Today I would like to give a solution to the SAT problem from last Wednesday on Inequalities. You can see the original post here: Inequality Word Problem for the SAT

**Level 5 Heart of Algebra**

A worker earns $12 per hour for the first 40 hours he works in any given week, $18 per hour for each hour above 40 that he works each week. If the worker saves 75% of his earnings each week, what is the least number of hours he must work in a week to save at least $441 for the week?

A) 6

B) 8

C) 46

D) 47

*** Informal solution: **If $441 represents 75% of the worker’s earnings, then the worker’s total earnings is 441/0.75 = $588.

For the first 40 hours, the worker earns 12 ⋅ 40 = 480 dollars. So, the remaining amount that the worker needs to earn is 588 – 480 = 108 dollars.
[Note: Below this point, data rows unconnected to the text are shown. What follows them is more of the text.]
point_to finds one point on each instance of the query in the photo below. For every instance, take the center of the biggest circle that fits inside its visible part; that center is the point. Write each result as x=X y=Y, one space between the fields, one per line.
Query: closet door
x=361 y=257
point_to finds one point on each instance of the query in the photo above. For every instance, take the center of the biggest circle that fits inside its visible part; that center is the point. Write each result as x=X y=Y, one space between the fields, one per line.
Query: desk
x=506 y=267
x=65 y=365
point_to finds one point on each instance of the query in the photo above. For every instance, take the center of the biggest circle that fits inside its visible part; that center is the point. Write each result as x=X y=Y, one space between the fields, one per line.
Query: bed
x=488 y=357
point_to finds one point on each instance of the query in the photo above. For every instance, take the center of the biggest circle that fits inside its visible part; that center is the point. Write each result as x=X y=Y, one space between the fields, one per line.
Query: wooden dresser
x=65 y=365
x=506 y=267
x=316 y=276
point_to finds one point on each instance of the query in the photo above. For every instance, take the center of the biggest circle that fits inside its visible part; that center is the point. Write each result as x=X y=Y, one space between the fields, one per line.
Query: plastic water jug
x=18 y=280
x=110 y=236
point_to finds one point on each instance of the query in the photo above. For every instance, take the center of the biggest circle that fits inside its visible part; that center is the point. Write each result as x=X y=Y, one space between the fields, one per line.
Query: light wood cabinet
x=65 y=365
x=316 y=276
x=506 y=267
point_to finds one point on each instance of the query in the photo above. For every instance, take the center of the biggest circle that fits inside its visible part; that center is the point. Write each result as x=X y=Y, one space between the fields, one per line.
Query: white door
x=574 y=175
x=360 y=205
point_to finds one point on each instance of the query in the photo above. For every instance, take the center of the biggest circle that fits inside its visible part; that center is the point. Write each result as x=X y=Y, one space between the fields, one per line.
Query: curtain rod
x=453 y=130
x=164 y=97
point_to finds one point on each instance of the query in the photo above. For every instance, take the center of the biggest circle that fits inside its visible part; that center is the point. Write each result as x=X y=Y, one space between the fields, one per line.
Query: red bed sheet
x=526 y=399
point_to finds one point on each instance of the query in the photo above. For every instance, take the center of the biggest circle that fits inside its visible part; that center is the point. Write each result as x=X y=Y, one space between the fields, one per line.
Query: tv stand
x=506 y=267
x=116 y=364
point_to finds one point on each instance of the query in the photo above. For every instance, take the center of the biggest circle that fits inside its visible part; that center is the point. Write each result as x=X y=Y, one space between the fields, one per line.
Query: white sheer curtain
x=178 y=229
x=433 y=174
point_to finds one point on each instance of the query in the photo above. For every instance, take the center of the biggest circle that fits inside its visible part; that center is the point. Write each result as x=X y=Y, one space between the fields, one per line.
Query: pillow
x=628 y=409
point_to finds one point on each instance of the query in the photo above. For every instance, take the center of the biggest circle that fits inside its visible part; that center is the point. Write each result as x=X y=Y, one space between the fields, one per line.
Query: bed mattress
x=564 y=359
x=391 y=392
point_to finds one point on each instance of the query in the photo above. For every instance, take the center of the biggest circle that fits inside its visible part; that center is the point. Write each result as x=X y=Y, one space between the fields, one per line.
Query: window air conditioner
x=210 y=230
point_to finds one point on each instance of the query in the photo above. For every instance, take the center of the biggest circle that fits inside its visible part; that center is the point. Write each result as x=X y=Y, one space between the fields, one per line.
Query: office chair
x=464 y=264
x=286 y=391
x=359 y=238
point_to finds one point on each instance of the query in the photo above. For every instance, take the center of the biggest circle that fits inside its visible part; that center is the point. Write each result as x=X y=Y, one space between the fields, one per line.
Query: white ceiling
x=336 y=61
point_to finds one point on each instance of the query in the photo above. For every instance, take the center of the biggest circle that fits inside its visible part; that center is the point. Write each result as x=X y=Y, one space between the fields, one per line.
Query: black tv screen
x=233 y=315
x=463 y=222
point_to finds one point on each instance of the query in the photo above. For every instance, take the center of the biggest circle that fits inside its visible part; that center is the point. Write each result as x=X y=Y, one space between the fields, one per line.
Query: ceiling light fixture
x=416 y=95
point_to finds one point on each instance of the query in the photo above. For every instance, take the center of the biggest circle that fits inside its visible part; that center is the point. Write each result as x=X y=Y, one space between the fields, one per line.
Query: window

So, the number of additional hours above 40 that the worker will work is 108/18 = 6.

The total number of hours that the worker must work is therefore 40 + 6 = 46, choice **C**.

**Notes: **(1) We change a percent to a decimal by moving the decimal point to the left 2 places. The number 75 has a “hidden” decimal point at the end of the number (75 = 75. or 75.0). When we move this decimal point to the left two places we get .75 or 0.75.

(2) We can find the worker’s total earnings formally as follows:

We are given that 441 is 75% of the worker’s total earnings. So, we have 441 = 0.75*T*, where *T* is the worker’s total earnings. We divide each side of this equation by 0.75 to get T = 441/0.75 = 588.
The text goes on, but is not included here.